Expression levels of CrWSKP1 in single-copy T0 transgenic lines were assayed by real-time PCR using the SYBR ExScript RT-PCR Kit (TaKaRa). Q-Actin-F and Q-Actin-R primers were used to amplify the tobacco actin gene (accession No. U60491.1) as a loading control to normalize samples in separate tubes. Quantitative real-time PCR were performed in triplicate for each sample using the primers of QSKP1-F and QSKP1-R (Table 1). The expression levels of the CrWSKP1 gene were calculated using the 2−∆∆ method [52].
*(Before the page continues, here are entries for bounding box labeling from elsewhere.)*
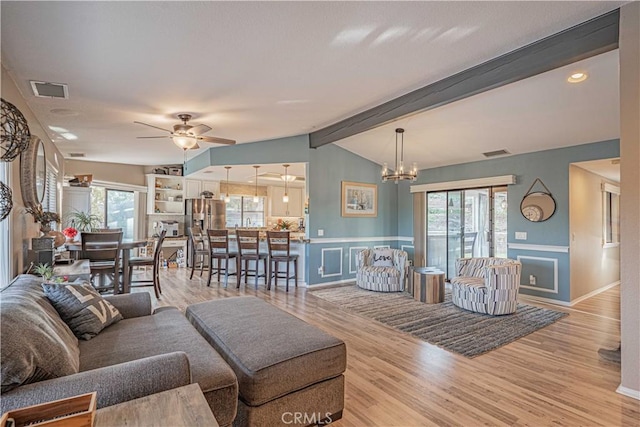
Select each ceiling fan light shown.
[173,135,198,150]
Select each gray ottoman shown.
[185,297,346,426]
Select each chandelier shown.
[382,128,418,184]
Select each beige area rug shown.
[310,285,567,358]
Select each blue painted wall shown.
[186,135,620,301]
[398,140,620,302]
[307,145,398,284]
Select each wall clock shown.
[20,135,47,207]
[520,178,556,222]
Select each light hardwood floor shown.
[135,269,640,427]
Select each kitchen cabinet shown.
[185,179,220,199]
[147,174,185,215]
[184,179,202,199]
[268,187,303,217]
[202,181,220,199]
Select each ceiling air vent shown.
[482,150,511,157]
[30,80,69,99]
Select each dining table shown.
[65,239,148,294]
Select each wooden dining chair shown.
[267,231,298,292]
[81,231,122,294]
[126,230,167,298]
[236,228,268,289]
[207,230,240,288]
[187,225,211,280]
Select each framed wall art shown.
[342,181,378,217]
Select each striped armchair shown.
[356,249,409,292]
[451,258,522,315]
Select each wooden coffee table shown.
[94,384,218,427]
[53,259,91,282]
[409,267,444,304]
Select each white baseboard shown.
[307,279,356,289]
[616,386,640,400]
[571,280,620,305]
[518,281,620,307]
[518,294,571,307]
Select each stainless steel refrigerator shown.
[184,198,227,266]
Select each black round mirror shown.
[520,192,556,222]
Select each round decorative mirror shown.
[20,136,47,207]
[520,192,556,222]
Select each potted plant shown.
[33,264,54,282]
[25,205,60,235]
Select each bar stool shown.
[267,231,298,292]
[236,228,268,289]
[187,225,211,280]
[207,230,240,288]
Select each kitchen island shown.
[189,228,308,289]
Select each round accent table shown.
[409,267,444,304]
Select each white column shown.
[618,2,640,400]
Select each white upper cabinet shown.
[268,187,303,217]
[147,174,185,215]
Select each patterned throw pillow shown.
[42,283,122,340]
[373,249,393,267]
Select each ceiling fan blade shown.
[197,136,236,145]
[189,125,211,135]
[133,121,171,133]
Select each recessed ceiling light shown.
[567,73,589,83]
[49,108,80,117]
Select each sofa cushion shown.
[185,297,346,406]
[451,276,487,294]
[0,274,79,393]
[373,249,393,267]
[42,281,122,340]
[80,307,238,425]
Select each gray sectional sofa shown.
[0,275,346,426]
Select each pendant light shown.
[224,166,231,203]
[282,165,289,203]
[382,128,418,184]
[253,166,260,203]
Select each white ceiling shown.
[0,1,624,167]
[188,163,306,187]
[337,50,620,169]
[574,158,620,182]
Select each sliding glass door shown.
[426,187,507,277]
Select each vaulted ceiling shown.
[0,1,624,168]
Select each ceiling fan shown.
[133,114,236,150]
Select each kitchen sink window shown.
[226,196,266,228]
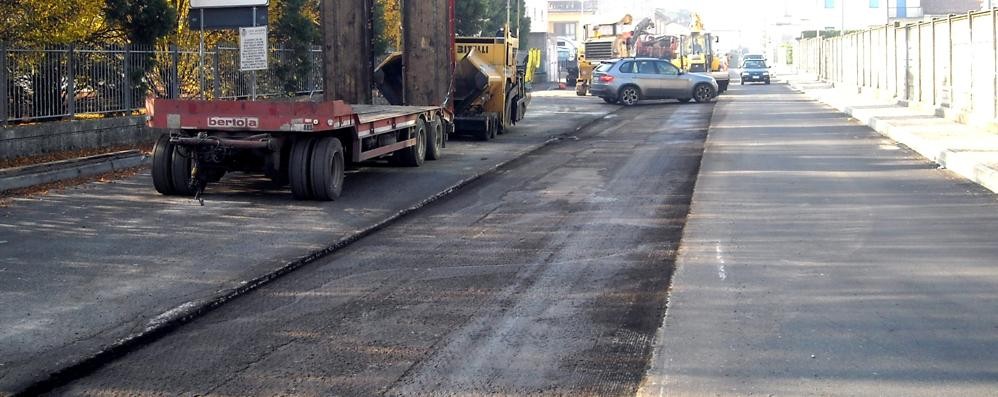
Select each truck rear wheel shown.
[152,134,176,196]
[288,137,315,200]
[426,119,446,160]
[309,136,345,201]
[393,120,426,167]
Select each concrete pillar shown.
[321,0,374,104]
[402,0,454,106]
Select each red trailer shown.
[146,99,454,201]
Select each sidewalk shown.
[780,74,998,192]
[638,84,998,397]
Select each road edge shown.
[634,96,722,397]
[785,79,998,193]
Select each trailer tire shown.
[309,136,345,201]
[392,119,427,167]
[152,134,176,196]
[426,119,447,160]
[288,137,315,200]
[693,83,717,103]
[474,115,493,142]
[617,85,641,106]
[170,145,194,196]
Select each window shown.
[554,22,575,37]
[638,61,658,74]
[655,62,679,76]
[620,62,637,73]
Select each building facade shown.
[802,0,986,30]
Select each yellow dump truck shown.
[375,29,536,141]
[673,14,731,93]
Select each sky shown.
[596,0,813,51]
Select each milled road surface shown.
[47,98,713,396]
[639,85,998,396]
[0,91,616,396]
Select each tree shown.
[104,0,178,45]
[454,0,492,36]
[454,0,530,49]
[273,0,322,95]
[0,0,109,47]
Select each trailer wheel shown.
[288,138,315,200]
[170,145,194,196]
[392,120,426,167]
[426,119,447,160]
[152,134,176,196]
[475,122,492,142]
[310,136,344,201]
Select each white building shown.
[804,0,982,30]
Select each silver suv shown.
[589,58,717,106]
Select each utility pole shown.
[839,0,846,32]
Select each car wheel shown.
[619,86,641,106]
[693,84,717,103]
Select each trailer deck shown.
[147,99,453,200]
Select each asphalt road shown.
[0,91,616,395]
[639,85,998,396]
[47,97,713,396]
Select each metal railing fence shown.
[0,44,322,124]
[795,10,998,125]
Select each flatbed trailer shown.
[146,99,454,201]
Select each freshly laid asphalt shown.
[639,85,998,396]
[53,98,713,396]
[0,91,616,395]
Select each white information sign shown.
[239,26,267,72]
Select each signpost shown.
[188,0,270,100]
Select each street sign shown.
[191,0,269,8]
[239,26,267,72]
[187,6,267,30]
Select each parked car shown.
[741,60,771,85]
[589,58,717,106]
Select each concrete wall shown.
[795,11,998,131]
[0,116,158,160]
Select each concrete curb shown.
[13,113,619,396]
[0,150,149,192]
[787,80,998,193]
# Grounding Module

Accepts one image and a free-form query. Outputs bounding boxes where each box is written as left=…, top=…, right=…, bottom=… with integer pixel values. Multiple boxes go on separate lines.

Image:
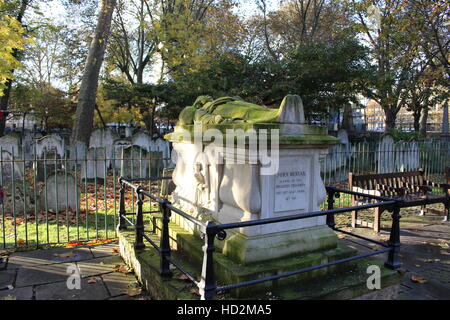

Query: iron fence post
left=119, top=178, right=127, bottom=230
left=327, top=187, right=336, bottom=229
left=199, top=221, right=217, bottom=300
left=160, top=199, right=172, bottom=277
left=384, top=200, right=401, bottom=270
left=134, top=187, right=145, bottom=250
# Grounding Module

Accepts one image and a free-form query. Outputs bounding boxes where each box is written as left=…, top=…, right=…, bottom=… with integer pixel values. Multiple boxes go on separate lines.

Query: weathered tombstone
left=151, top=138, right=170, bottom=167
left=131, top=131, right=153, bottom=151
left=80, top=148, right=110, bottom=184
left=120, top=145, right=150, bottom=179
left=0, top=150, right=24, bottom=183
left=377, top=135, right=395, bottom=173
left=408, top=140, right=420, bottom=171
left=113, top=139, right=131, bottom=170
left=0, top=133, right=22, bottom=158
left=67, top=141, right=87, bottom=170
left=33, top=135, right=65, bottom=182
left=125, top=127, right=133, bottom=138
left=89, top=128, right=118, bottom=158
left=39, top=171, right=80, bottom=212
left=0, top=179, right=34, bottom=215
left=22, top=130, right=34, bottom=160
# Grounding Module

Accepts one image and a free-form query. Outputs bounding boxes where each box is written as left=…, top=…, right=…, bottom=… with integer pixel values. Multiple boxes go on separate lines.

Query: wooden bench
left=348, top=168, right=450, bottom=232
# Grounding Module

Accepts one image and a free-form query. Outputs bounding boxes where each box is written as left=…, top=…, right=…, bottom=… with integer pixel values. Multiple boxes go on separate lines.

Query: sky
left=25, top=0, right=282, bottom=90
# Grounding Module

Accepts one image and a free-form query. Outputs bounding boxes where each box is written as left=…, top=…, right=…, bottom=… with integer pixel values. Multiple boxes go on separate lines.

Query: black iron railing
left=118, top=177, right=402, bottom=300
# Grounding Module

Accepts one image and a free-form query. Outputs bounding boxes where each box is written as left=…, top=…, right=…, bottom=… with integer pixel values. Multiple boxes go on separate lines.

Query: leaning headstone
left=0, top=133, right=21, bottom=158
left=150, top=138, right=170, bottom=167
left=36, top=135, right=64, bottom=158
left=80, top=148, right=110, bottom=184
left=377, top=135, right=395, bottom=173
left=33, top=135, right=65, bottom=182
left=0, top=179, right=35, bottom=215
left=0, top=150, right=24, bottom=183
left=22, top=130, right=34, bottom=160
left=125, top=127, right=133, bottom=138
left=120, top=145, right=150, bottom=179
left=68, top=141, right=87, bottom=169
left=39, top=171, right=80, bottom=212
left=337, top=129, right=349, bottom=145
left=113, top=139, right=131, bottom=170
left=89, top=129, right=118, bottom=158
left=131, top=131, right=153, bottom=151
left=408, top=141, right=420, bottom=171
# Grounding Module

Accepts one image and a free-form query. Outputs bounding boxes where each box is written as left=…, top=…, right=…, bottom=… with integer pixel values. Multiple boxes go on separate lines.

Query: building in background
left=365, top=100, right=444, bottom=133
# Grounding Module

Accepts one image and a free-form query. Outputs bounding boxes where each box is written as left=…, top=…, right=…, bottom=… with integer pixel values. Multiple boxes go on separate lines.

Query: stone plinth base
left=118, top=224, right=400, bottom=300
left=217, top=226, right=337, bottom=265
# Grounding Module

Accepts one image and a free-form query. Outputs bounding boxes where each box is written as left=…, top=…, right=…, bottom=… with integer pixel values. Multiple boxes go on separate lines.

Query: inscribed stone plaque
left=274, top=158, right=311, bottom=212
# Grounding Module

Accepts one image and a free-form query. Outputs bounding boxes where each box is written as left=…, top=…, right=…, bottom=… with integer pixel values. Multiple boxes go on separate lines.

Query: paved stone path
left=344, top=216, right=450, bottom=300
left=0, top=243, right=150, bottom=300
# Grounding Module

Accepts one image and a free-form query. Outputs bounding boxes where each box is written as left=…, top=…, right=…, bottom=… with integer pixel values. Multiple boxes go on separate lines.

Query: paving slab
left=7, top=247, right=93, bottom=269
left=15, top=263, right=71, bottom=288
left=0, top=270, right=16, bottom=290
left=35, top=278, right=109, bottom=300
left=0, top=287, right=33, bottom=300
left=77, top=255, right=124, bottom=277
left=90, top=243, right=119, bottom=258
left=0, top=257, right=7, bottom=271
left=102, top=272, right=139, bottom=297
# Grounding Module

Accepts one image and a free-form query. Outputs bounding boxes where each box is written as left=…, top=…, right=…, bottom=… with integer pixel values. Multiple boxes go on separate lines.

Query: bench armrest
left=402, top=182, right=432, bottom=194
left=424, top=180, right=450, bottom=192
left=377, top=183, right=408, bottom=196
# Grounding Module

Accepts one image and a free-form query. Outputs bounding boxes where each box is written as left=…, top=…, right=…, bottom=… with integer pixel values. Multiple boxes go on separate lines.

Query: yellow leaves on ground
left=411, top=276, right=427, bottom=283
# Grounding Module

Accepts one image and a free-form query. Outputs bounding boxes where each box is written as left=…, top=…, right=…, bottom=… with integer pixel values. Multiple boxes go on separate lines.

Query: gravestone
left=0, top=150, right=24, bottom=184
left=33, top=135, right=65, bottom=182
left=150, top=138, right=171, bottom=167
left=377, top=135, right=395, bottom=173
left=113, top=139, right=131, bottom=170
left=22, top=130, right=34, bottom=160
left=89, top=128, right=118, bottom=159
left=131, top=131, right=153, bottom=151
left=125, top=127, right=133, bottom=138
left=39, top=171, right=80, bottom=212
left=80, top=148, right=110, bottom=184
left=67, top=141, right=87, bottom=170
left=0, top=133, right=22, bottom=158
left=0, top=179, right=35, bottom=215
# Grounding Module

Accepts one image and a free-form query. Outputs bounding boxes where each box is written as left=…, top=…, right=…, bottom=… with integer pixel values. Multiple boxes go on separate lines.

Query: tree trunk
left=72, top=0, right=116, bottom=145
left=419, top=107, right=428, bottom=137
left=342, top=103, right=355, bottom=132
left=442, top=101, right=449, bottom=135
left=0, top=0, right=30, bottom=137
left=383, top=108, right=397, bottom=132
left=413, top=109, right=422, bottom=132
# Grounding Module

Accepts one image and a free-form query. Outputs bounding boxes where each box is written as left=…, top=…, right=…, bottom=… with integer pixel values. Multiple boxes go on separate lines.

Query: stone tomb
left=166, top=96, right=338, bottom=264
left=118, top=95, right=400, bottom=299
left=39, top=171, right=80, bottom=212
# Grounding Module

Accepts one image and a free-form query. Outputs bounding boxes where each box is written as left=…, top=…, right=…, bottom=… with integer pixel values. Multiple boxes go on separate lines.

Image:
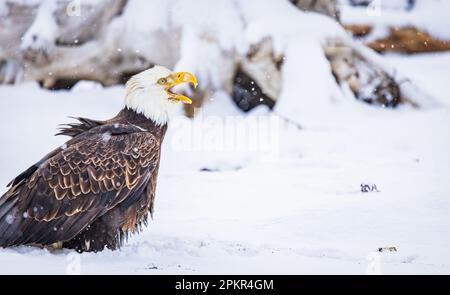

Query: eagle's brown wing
left=0, top=124, right=160, bottom=247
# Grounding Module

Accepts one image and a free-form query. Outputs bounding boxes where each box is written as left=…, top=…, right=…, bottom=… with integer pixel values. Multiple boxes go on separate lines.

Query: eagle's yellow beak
left=166, top=72, right=197, bottom=104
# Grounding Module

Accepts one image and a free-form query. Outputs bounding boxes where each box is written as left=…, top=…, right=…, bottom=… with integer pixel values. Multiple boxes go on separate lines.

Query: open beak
left=167, top=72, right=197, bottom=104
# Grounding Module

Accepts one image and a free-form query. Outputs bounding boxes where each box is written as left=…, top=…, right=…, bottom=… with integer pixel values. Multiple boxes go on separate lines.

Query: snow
left=341, top=0, right=450, bottom=40
left=20, top=0, right=58, bottom=51
left=0, top=51, right=450, bottom=274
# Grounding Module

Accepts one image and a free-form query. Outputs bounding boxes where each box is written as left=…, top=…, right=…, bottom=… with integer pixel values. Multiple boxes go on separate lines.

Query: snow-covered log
left=0, top=0, right=440, bottom=116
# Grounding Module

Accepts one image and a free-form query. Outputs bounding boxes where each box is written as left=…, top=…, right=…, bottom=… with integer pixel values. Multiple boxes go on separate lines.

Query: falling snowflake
left=102, top=132, right=111, bottom=143
left=6, top=214, right=14, bottom=224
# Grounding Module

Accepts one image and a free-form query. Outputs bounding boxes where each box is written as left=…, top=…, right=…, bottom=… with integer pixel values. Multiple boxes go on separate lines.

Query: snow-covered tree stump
left=0, top=0, right=438, bottom=116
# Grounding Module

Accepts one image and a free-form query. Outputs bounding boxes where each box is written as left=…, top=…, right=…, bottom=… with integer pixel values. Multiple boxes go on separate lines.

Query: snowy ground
left=0, top=54, right=450, bottom=274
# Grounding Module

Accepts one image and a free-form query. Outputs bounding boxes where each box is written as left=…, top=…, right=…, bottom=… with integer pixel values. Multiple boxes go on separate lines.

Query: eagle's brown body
left=0, top=108, right=167, bottom=252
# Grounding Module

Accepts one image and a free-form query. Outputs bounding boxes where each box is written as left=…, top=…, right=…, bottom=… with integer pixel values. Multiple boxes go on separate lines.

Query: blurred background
left=0, top=0, right=450, bottom=274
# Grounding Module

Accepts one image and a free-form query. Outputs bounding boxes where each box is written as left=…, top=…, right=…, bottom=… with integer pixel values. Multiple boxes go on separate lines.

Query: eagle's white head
left=125, top=66, right=197, bottom=125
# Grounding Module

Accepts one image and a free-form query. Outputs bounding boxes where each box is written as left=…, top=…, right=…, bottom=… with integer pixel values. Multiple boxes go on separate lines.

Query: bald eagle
left=0, top=66, right=197, bottom=252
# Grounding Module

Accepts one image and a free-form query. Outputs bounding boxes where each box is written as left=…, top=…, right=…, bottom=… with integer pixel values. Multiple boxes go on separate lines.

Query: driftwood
left=0, top=0, right=438, bottom=117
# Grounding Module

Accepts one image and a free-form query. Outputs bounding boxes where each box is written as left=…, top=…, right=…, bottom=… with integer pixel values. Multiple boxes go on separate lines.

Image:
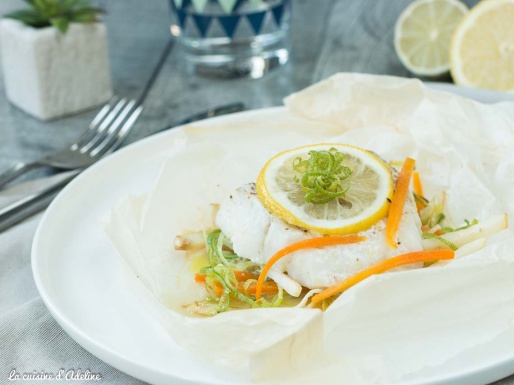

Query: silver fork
left=0, top=97, right=143, bottom=188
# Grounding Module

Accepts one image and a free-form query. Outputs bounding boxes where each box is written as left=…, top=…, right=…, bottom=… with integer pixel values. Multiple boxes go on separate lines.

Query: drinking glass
left=170, top=0, right=291, bottom=78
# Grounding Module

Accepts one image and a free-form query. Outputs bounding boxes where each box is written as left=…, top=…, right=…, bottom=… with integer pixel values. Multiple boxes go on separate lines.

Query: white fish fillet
left=216, top=184, right=422, bottom=296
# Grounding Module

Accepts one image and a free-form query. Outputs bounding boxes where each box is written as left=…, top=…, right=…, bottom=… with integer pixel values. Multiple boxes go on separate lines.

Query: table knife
left=0, top=103, right=244, bottom=232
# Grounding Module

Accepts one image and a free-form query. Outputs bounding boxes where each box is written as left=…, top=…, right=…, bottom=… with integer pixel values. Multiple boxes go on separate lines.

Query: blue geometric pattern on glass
left=246, top=11, right=267, bottom=35
left=219, top=15, right=241, bottom=39
left=170, top=0, right=291, bottom=39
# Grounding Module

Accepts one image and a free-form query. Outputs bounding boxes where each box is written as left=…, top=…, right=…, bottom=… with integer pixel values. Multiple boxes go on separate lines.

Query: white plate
left=32, top=85, right=514, bottom=385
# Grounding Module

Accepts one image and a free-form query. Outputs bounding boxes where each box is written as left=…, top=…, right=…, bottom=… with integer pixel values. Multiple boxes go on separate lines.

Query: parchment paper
left=105, top=74, right=514, bottom=385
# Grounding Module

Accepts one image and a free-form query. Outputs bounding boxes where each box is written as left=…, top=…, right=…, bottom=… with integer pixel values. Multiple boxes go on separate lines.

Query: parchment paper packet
left=102, top=74, right=514, bottom=384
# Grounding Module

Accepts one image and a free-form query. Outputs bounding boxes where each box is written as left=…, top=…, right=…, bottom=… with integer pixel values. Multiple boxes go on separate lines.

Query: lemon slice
left=394, top=0, right=468, bottom=76
left=450, top=0, right=514, bottom=91
left=257, top=143, right=393, bottom=234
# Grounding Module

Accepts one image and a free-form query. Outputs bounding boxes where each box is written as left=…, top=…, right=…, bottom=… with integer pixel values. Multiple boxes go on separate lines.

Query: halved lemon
left=450, top=0, right=514, bottom=92
left=394, top=0, right=468, bottom=77
left=257, top=143, right=394, bottom=235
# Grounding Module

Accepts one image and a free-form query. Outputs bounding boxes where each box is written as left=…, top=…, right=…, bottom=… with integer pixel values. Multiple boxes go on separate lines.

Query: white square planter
left=0, top=19, right=112, bottom=120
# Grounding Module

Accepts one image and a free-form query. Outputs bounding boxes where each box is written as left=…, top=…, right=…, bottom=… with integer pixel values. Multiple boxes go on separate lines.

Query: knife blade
left=0, top=103, right=244, bottom=232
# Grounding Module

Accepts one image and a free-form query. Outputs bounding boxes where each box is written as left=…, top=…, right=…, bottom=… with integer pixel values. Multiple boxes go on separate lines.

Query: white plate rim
left=31, top=84, right=514, bottom=385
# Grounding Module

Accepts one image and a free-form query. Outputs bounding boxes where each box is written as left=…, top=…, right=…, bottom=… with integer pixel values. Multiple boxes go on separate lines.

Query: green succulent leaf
left=50, top=17, right=70, bottom=33
left=4, top=0, right=105, bottom=33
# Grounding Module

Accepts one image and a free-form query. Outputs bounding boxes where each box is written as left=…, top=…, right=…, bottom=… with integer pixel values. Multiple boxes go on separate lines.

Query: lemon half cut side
left=450, top=0, right=514, bottom=92
left=257, top=143, right=394, bottom=235
left=394, top=0, right=468, bottom=77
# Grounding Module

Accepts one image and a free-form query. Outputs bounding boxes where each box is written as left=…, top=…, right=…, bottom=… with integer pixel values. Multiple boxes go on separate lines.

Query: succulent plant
left=4, top=0, right=104, bottom=33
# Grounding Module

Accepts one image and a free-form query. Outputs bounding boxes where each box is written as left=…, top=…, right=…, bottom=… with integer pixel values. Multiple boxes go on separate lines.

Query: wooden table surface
left=4, top=0, right=510, bottom=384
left=0, top=0, right=480, bottom=171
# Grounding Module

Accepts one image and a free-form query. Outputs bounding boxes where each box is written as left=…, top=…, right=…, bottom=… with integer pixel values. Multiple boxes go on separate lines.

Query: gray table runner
left=0, top=0, right=514, bottom=385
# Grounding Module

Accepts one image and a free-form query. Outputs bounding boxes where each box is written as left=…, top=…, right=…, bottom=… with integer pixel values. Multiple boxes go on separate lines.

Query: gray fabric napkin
left=0, top=176, right=145, bottom=385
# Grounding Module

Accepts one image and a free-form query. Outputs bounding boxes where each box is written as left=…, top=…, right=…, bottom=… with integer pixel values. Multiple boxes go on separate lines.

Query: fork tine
left=71, top=96, right=119, bottom=151
left=90, top=100, right=136, bottom=157
left=91, top=100, right=143, bottom=157
left=79, top=99, right=127, bottom=154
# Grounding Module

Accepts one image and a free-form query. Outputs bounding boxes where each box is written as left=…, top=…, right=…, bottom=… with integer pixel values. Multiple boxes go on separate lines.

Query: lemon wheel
left=257, top=143, right=394, bottom=234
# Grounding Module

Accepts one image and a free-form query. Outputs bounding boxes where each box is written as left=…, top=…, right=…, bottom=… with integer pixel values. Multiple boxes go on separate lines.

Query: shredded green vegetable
left=441, top=218, right=478, bottom=234
left=293, top=148, right=352, bottom=204
left=192, top=229, right=283, bottom=316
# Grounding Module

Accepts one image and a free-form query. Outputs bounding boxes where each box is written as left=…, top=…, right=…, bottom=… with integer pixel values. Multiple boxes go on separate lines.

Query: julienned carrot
left=311, top=250, right=455, bottom=304
left=208, top=281, right=278, bottom=297
left=386, top=158, right=416, bottom=249
left=412, top=171, right=424, bottom=197
left=255, top=235, right=366, bottom=300
left=412, top=171, right=425, bottom=213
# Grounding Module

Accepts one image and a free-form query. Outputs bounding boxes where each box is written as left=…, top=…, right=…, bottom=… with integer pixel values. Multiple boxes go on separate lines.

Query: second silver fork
left=0, top=97, right=143, bottom=188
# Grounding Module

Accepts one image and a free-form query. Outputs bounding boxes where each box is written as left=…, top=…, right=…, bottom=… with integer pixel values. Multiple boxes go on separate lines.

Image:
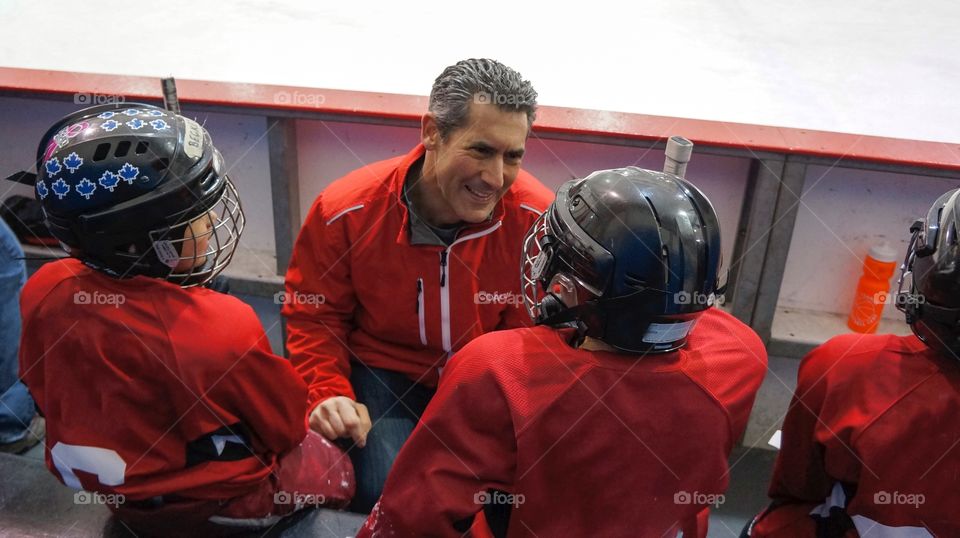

4.6. Pollination and Fertilization of Transgenic Tobacco

To explore function of CrWSKP1 gene in transgenic tobacco, mature pollen grains from single-copy transgenic lines and wild types (WT) were collected to assay pollen viability and pollen germination rate according to Ye et al. [1]. Before artificial-pollination, the flowers were emasculated. Pollen was gently smudged with a brush on the stigma and then quickly bagged. Pistils, including stigmas, styles and ovaries, were collected at 1, 2, 3, 4, 5 and 6 days from single-copy self-pollinated transgenic CrWSKP1 lines×transgenic CrWSKP1 lines (CrWSKP1×CrWSKP1), cross-pollinated transgenic CrWSKP1 lines×WT (CrWSKP1×WT) using self-pollinated WT×WT as control. Sections were made following the procedures of Shi and Hou [53] and Tao et al. [54]. Pollen tubes were stained with 0.1% aniline blue (Sigma, St. Louis, MO, USA) for 30 min. Pollination and fertilization of all combinations were observed with a fluorescent microscope (OLYMPUS BH2-RFCA, Olympus Optical Co., Ltd., Tokyo, Japan) and photos were obtained by a digital microphotograph system (OLYMPUS DP70, Olympus Optical Co., Ltd., Tokyo, Japan). Mature seed number per fruit of CrWSKP1 transgenic tobacco was collected after self- or cross-pollination combinations.

4.7. Statistical Analysis

Statistical analyses were performed using DPS 7.05 software (Zhejiang University, Hangzhou, Zhejiang, China). Differences between compared sets were considered significantly using the LSD test at p ≤ 0.05.

5. Conclusions

We cloned a CrWSKP1 gene from “Wuzishatangju” mandarin with high similarity to the other plant SKP1-like genes. Approximately 85% of pollen tubes of self-pollinated CrWSKP1 transgenic tobacco plants became twisted at 4 days after self-pollination. Pollen tubes of self-pollinated CrWSKP1 transformants entering into ovule were significantly fewer than that of the control. Seed number of self-pollinated CrWSKP1 transformants was significantly reduced. Those results suggested that the CrWSKP1 gene is involved in the SI reaction of “Wuzishatangju”. Further work using yeast two-hybrid analysis is needed to identify proteins interacting with CrWSKP1 and to then study their in vivo function in citrus or other model plant systems.